タウコギ

田五加木 キク目/キク科/センダングサ属 花期/10月 結実期/10月末~11月

薬用自生種稀少保護

タウコギ 藤沢市大庭 2018/10/16

タウコギ 藤沢市大庭 2018/10/16

湿地や田んぼに生える一年草。今となってはアメリカセンダングサ(アメリカ栴檀草)に非常によく似ているもの、と形容するとイメージしやすいか。湿った場所に生えるという点で侵略的外来種であるアメリカセンダングサに生息場所を追われ、やや乾燥した畦の上などでは同じく侵略的外来種であるコセンダングサ(小栴檀草)に終われ、水稲(すいとう)農家からはイネ(稲)の発育を阻害して収穫の際には邪魔になる迷惑雑草として駆除されて、数を大きく減らして今日(こんにち)に至る。田んぼそのものの減少に歯止めがかからない神奈川県下にあって、少なくとも湘南・鎌倉・三浦半島では近い将来に絶滅することも視野に入ってきているのではないか。なおタウコギは神奈川県内で見られるセンダングサの仲間としては唯一の在来種である。古い時代に日本へ入ってきたものとも。

タウコギ 藤沢市大庭 2019/10/10

タウコギ 藤沢市大庭 2019/10/10

田んぼの畔とイネの間に生えたタウコギ(葉の傷みは台風塩害による) 藤沢市大庭 2018/10/16

田んぼの畔とイネの間に生えたタウコギ(葉の傷みは台風塩害による) 藤沢市大庭 2018/10/16

プランターが小さすぎてやや細身に育ったタウコギ(葉の紅葉は寒さによる) 藤沢市大庭産 2019/11/09

プランターが小さすぎてやや細身に育った#タウコギ(葉の紅葉は寒さによる) 藤沢市大庭産 2019/11/09

9月中旬以降、イネ刈りが近づいてくる頃には田んぼから水が抜かれるが、これに伴ってタウコギは威勢よく成長してくるか。草丈はおよそ人の膝(ひざ)程度。イネより、アメリカセンダングサより背丈は低い。アメリカセンダングサは茎や葉柄(ようへい)が細いためひょろっとした姿であるのに対し、タウコギはちょっとずんぐりむっくりなメタボリック体形に感じられるかもしれない。茎はやや太め。茎の色は基本緑色で赤みがかる感じ。アメリカセンダングサのように暗褐色に染まるほどの色付きでなし。茎の断面は円形。アメリカセンダングサの上部の若い茎には稜(りょう、出っ張り)があることがある。

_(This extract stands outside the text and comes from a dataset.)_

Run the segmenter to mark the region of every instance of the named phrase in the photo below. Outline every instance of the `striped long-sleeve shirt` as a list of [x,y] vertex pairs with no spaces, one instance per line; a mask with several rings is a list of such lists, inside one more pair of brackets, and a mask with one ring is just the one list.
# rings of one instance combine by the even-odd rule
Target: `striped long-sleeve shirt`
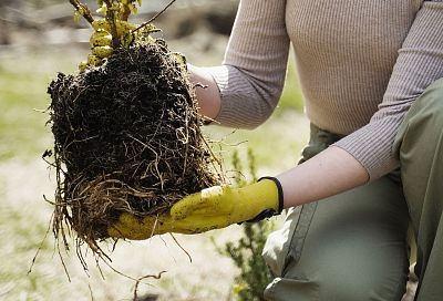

田んぼの畔とイネの間に生えたタウコギ 藤沢市大庭 2018/10/16

田んぼの畔とイネの間に生えたタウコギ 藤沢市大庭 2018/10/16

アメリカセンダングサとタウコギの比較 藤沢市大庭 2019/10/10

アメリカセンダングサとタウコギの比較 藤沢市大庭 2019/10/10

葉はタウコギの方が大きめ。鋸歯もやや大きめで粗(あら)め。羽状に三裂することがあるためアメリカセンダングサの葉に似ていないでもないが、タウコギは積極的には三裂せず、大きく成長した葉がしぶしぶ三つに分かれてゆく感じ。アメリカセンダングサはしっかり羽状に三裂ないし五裂する。タウコギの葉柄には翼(よく)がある点も大きな見分けの要素。アメリカセンダングサも頂小葉の柄(え)には翼ができることはあるが、葉柄には翼は(小さいために)ないように感じられ細さ長さばかりが際立って感じられる。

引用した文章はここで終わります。